Tougher sanctions against Iran are on the table

The five permanent members of the UN Security Council along with Germany will meet on Monday in London to discuss further sanctions against Iran. The BBC reports that the move comes as the International Atomic Energy Agency (IAEA) reported that Iran had ignored a deadline to suspend its nuclear activities.

The report, written by [IAEA] head Mohamed ElBaradei, said Iran had not only failed to stop enrichment but was expanding the scale of its enrichment program. The six-page document said there had been little progress in clearing up outstanding questions about Iran's past nuclear activities. It said Iran had expanded from research-scale to industrial-scale production of enriched uranium.

The Associated Press reports that there are are likely to be divisions among the countries meeting in London. Britain and France are likely to join the United States in a call for sanctions that will go beyond what Russia and China are willing to accept. Among the sanctions that are being considered are a ban on travel, a further restriction on technologies and materials that countries can send to Iran, and more economic measures.

Russia's UN Ambassador Vitaly Churkin said he had "no substantive comment" on the International Atomic Energy Agency's report Thursday which concluded that "Iran has not suspended its enrichment related activities" as the Security Council demanded in a resolution adopted on Dec. 23. But he reiterated Moscow's desire for a diplomatic negotiated solution.

"We should not lose sight of the goal – and the goal is not to have a resolution or to impose sanctions," Churkin said. "The goal is to accomplish a political outcome."

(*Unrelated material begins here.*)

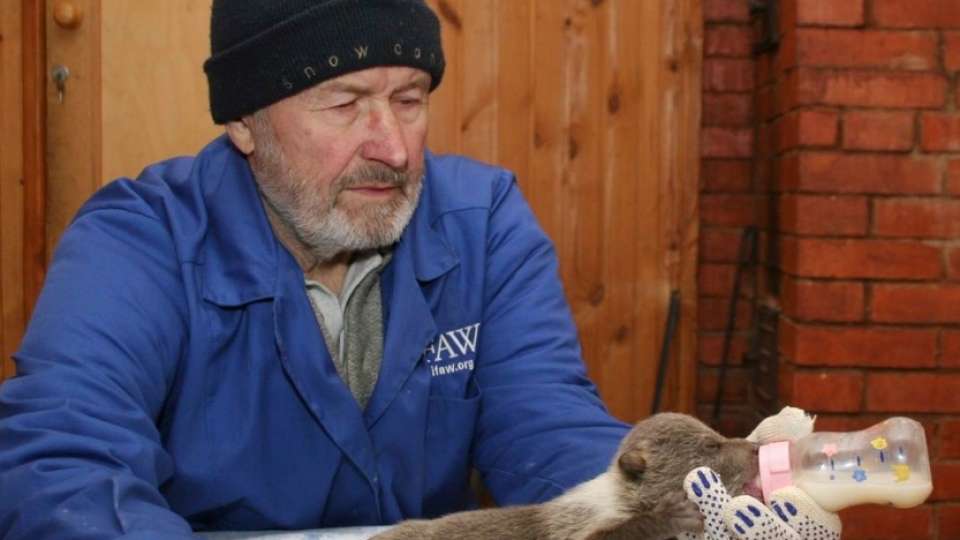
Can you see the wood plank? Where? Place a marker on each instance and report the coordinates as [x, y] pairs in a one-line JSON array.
[[12, 311], [34, 152], [687, 36], [514, 87], [582, 194], [74, 147], [548, 160], [479, 83], [445, 110], [620, 366], [153, 90]]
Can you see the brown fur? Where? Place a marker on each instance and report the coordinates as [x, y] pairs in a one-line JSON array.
[[639, 497]]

The Washington Post reports that US Secretary of State Condoleezza Rice warned Iran on Thursday that it faced much tougher sanctions if it continued with its plans to develop a uranium-enrichment program. She also said, however, that the US and other members of the UN Security Council were still prepared to sit down and talk with Iran if it suspended its program.

"We have the common goal to encourage Iran back to the bargaining table," Rice said after a meeting in Berlin with her counterparts from Russia, Germany and the European Union. "The hope is that the sanctions show the Iranians the isolation that they are enduring, that isolation is likely to increase over time and that it is time to take a different course."

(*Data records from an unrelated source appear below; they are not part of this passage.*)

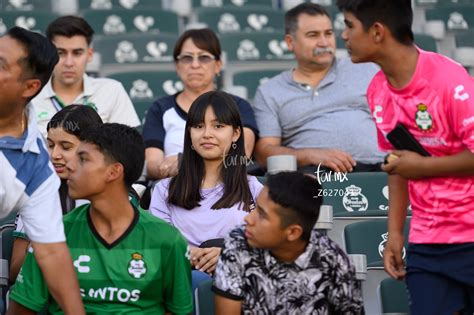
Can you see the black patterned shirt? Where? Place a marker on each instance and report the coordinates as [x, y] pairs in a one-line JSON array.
[[320, 281]]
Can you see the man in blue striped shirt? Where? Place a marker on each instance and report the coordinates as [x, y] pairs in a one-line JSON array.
[[28, 183]]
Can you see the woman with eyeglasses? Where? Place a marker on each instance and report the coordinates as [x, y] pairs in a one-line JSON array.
[[197, 56]]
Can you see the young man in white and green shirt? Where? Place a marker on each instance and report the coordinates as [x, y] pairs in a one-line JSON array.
[[126, 260]]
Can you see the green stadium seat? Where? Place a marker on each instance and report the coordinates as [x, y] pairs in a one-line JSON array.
[[369, 238], [149, 85], [451, 19], [25, 5], [119, 4], [141, 107], [393, 297], [255, 47], [252, 79], [426, 42], [232, 3], [237, 20], [32, 20], [135, 52], [440, 3], [204, 298], [121, 21]]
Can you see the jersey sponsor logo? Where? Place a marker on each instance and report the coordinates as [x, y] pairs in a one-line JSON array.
[[188, 253], [377, 110], [79, 264], [111, 294], [432, 141], [460, 96], [137, 266], [423, 118]]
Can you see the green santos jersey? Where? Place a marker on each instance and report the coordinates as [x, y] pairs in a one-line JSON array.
[[145, 271]]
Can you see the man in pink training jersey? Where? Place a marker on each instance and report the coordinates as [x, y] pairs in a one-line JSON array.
[[433, 97]]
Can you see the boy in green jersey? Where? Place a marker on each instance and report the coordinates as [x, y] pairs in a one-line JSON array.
[[127, 261]]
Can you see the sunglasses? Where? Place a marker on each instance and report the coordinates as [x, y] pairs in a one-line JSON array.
[[202, 59]]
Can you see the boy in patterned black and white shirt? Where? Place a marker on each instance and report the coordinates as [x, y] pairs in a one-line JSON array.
[[279, 264]]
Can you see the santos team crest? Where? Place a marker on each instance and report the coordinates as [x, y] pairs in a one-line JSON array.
[[136, 266], [423, 118]]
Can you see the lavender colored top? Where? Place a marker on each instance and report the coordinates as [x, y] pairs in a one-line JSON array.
[[201, 223]]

Meanwhile, the Guardian reports that much of the intelligence provided by US spy agencies to the IAEA about Iran's nuclear program has turned out to be unfounded, according to diplomatic sources in Vienna. Most of the supposed secret weapon sites, which were given to the agency by the CIA and other US intelligence agencies, have turned out to be dead ends when investigatedby IAEA inspectors.

"Most of it has turned out to be incorrect," said a diplomat at the IAEA with detailed knowledge of the agency's investigations. "They gave us a paper with a list of sites. [The inspectors] did some follow-up, they went to some military sites, but there was no sign of [banned nuclear] activities."

"Now [the inspectors] don't go in blindly. Only if it passes a credibility test."

Tehran has insisted for some time that the documents that purported to show elements of a nuclear weapons program, which were found on a stolen laptop by Iranian informants, were forgeries. The Guardian reports that there are concerns within the IAEA about these documents, because of how easily they were reportedly stolen and the fact that they are all in English rather than in Farsi.

Finally, the Los Angeles Times reports that Iranian President Mahmoud Ahmadinejad refused to consider any compromise on his country's position, saying Thursday that Iran will not withdraw from its nuclear stance "even one step." During an IAEA visit to the Natanz nuclear facility in February, Iranian officials said they are in the process of installing 3000 centrifuges. This has some officials concerned that Iran may be near the "breakout point"of being able to produce a nuclear weapon if they wanted to. Iran has continued to insist that it only plans to use its nuclear plants for peaceful generation of power.